What would all of this cost the government? Well, since it is a loan, in theory, nothing. But in terms of near-term outlays, let’s assume that half of all mortgagees and renters avail themselves of the HELP program for 6 months’ worth of housing costs. Assuming 40 million renters paying an average monthly rent of $1,500 ($180 billion in loans) and 50 million mortgagees with average monthly payments of $1,100 ($165 billion), that’s a total of $345 billion. Further assuming that the program costs $1 billion to operate over 10 years, the compounded repaid interest of $17 billion would accommodate a default rate in the 3-4% range for the program to break even.

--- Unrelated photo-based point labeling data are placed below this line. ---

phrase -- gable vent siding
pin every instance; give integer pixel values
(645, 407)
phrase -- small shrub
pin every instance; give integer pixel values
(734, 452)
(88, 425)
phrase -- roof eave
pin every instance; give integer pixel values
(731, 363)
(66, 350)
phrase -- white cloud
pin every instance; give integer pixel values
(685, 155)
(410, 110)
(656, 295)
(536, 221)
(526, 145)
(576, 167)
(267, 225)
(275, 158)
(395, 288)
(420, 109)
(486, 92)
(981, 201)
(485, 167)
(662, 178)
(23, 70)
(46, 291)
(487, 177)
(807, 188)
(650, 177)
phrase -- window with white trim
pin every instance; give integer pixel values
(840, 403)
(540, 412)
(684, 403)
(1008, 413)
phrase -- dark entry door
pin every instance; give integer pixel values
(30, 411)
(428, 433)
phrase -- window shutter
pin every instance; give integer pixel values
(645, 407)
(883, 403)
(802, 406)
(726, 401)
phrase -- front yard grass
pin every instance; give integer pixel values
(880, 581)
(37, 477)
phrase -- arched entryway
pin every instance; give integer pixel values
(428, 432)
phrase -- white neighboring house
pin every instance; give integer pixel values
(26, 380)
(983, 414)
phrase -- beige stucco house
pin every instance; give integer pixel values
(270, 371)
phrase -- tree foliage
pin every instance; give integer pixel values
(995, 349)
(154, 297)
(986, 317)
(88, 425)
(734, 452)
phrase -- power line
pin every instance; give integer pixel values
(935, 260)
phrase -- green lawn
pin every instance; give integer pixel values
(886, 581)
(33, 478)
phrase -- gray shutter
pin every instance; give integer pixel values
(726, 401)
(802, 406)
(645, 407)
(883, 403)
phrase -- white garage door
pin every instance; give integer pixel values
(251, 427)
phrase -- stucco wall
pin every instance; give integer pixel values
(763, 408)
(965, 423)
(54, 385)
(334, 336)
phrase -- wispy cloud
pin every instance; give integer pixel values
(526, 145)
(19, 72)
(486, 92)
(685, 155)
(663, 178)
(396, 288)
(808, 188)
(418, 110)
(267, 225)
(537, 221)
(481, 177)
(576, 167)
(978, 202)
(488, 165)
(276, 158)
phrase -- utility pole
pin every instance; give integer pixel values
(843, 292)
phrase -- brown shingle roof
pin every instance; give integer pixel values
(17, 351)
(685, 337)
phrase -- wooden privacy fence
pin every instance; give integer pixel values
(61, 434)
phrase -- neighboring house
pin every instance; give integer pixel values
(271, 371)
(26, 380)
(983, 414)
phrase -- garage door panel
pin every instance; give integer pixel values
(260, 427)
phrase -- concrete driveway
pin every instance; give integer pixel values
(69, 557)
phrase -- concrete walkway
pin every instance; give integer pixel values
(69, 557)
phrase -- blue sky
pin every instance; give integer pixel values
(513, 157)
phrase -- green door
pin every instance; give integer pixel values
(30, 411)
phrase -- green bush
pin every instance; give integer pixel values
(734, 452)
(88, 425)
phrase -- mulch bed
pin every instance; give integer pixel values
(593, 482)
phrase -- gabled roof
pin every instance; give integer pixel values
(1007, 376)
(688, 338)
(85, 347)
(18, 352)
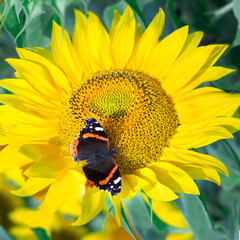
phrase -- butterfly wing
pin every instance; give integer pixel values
(91, 141)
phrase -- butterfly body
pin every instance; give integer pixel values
(92, 146)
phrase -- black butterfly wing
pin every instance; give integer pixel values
(91, 141)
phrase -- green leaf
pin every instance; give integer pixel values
(124, 220)
(4, 235)
(236, 10)
(231, 224)
(196, 215)
(134, 5)
(32, 10)
(174, 14)
(13, 26)
(227, 152)
(109, 12)
(236, 41)
(40, 233)
(8, 5)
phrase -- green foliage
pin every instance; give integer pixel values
(40, 233)
(213, 215)
(4, 234)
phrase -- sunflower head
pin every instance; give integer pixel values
(143, 92)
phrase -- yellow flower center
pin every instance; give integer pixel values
(135, 112)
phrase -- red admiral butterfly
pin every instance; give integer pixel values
(101, 169)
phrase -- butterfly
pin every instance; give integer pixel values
(92, 146)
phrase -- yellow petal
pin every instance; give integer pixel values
(32, 218)
(218, 50)
(79, 42)
(204, 133)
(42, 79)
(22, 88)
(204, 103)
(180, 236)
(192, 41)
(36, 151)
(49, 167)
(205, 75)
(117, 207)
(200, 137)
(32, 186)
(147, 175)
(195, 159)
(148, 41)
(11, 116)
(165, 53)
(91, 204)
(45, 53)
(116, 18)
(160, 192)
(58, 78)
(130, 186)
(200, 173)
(65, 55)
(122, 39)
(98, 44)
(169, 213)
(185, 68)
(24, 105)
(174, 178)
(60, 192)
(10, 158)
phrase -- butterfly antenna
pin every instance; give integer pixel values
(124, 158)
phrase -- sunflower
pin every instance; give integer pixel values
(141, 90)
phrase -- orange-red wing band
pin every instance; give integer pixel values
(106, 180)
(90, 183)
(73, 148)
(87, 135)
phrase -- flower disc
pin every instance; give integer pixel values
(136, 113)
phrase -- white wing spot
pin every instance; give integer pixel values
(98, 128)
(117, 180)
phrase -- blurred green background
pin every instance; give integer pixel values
(213, 215)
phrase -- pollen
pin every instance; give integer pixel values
(134, 110)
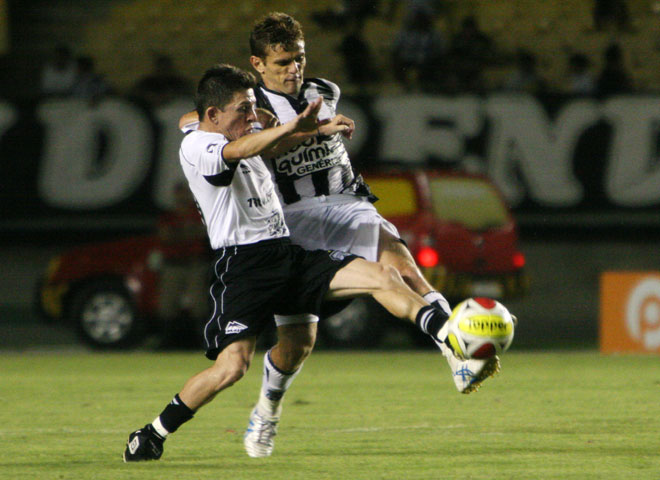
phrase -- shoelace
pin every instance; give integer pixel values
(267, 429)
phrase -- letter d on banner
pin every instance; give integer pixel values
(630, 312)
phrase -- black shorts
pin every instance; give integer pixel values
(254, 282)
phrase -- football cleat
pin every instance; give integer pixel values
(143, 444)
(468, 374)
(259, 439)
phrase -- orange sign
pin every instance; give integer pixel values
(630, 312)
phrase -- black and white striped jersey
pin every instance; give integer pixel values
(237, 200)
(320, 165)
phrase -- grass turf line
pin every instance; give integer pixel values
(375, 415)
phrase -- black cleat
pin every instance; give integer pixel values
(143, 444)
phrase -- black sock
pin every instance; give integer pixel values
(175, 414)
(430, 320)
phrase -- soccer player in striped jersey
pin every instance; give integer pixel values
(325, 204)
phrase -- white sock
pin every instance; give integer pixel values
(274, 384)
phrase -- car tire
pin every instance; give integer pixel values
(105, 316)
(360, 324)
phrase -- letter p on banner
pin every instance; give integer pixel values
(630, 312)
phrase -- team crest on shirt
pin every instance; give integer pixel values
(234, 327)
(276, 225)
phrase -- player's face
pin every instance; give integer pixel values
(237, 117)
(282, 70)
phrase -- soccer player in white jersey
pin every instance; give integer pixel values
(325, 204)
(258, 271)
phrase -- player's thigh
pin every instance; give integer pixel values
(391, 249)
(300, 334)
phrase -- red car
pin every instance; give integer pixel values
(457, 226)
(462, 235)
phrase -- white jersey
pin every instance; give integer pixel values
(237, 200)
(318, 167)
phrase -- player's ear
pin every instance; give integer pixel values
(212, 113)
(258, 64)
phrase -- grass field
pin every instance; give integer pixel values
(376, 415)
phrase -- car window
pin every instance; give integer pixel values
(469, 201)
(396, 196)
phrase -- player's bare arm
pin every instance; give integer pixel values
(190, 120)
(251, 145)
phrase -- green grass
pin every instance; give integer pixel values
(392, 415)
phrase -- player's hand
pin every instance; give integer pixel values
(266, 118)
(338, 124)
(307, 120)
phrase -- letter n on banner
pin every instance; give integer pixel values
(630, 312)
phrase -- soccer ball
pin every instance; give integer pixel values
(479, 328)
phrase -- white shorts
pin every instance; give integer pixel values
(352, 227)
(349, 227)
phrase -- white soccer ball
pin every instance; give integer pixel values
(480, 328)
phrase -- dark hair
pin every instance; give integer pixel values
(274, 29)
(218, 86)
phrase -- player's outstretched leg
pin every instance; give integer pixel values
(259, 439)
(144, 444)
(468, 375)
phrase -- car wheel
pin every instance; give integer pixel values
(360, 324)
(105, 316)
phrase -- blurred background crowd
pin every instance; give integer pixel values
(156, 48)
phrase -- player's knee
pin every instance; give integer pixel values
(230, 373)
(390, 278)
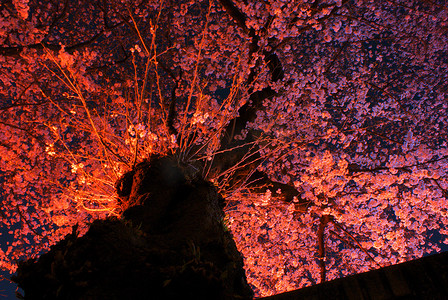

The HELP program would take tremendous pressure off the housing system while we work to find longer-term solutions for a more stable and rational housing market that is not so vulnerable to COVID-like events. Most importantly, it would keep millions of Americans in their homes during this tumultuous period and contribute to the nation’s general welfare, which requires people to stay at home – but only if they have one.
Whatever the governmental response is to keep people housed, I hope it incorporates the following principles: 1) keep people in their homes (both rental and homeownership) without disruption AND ensure the solvency of their landlords and mortgagors, protecting both citizens and the housing finance system equally; 2) provide resources that are quick and easy to access with minimal administrative requirements that are not overloaded with fear of fraud provisions; and 3) use technology to provide expediency, transparency, and accountability.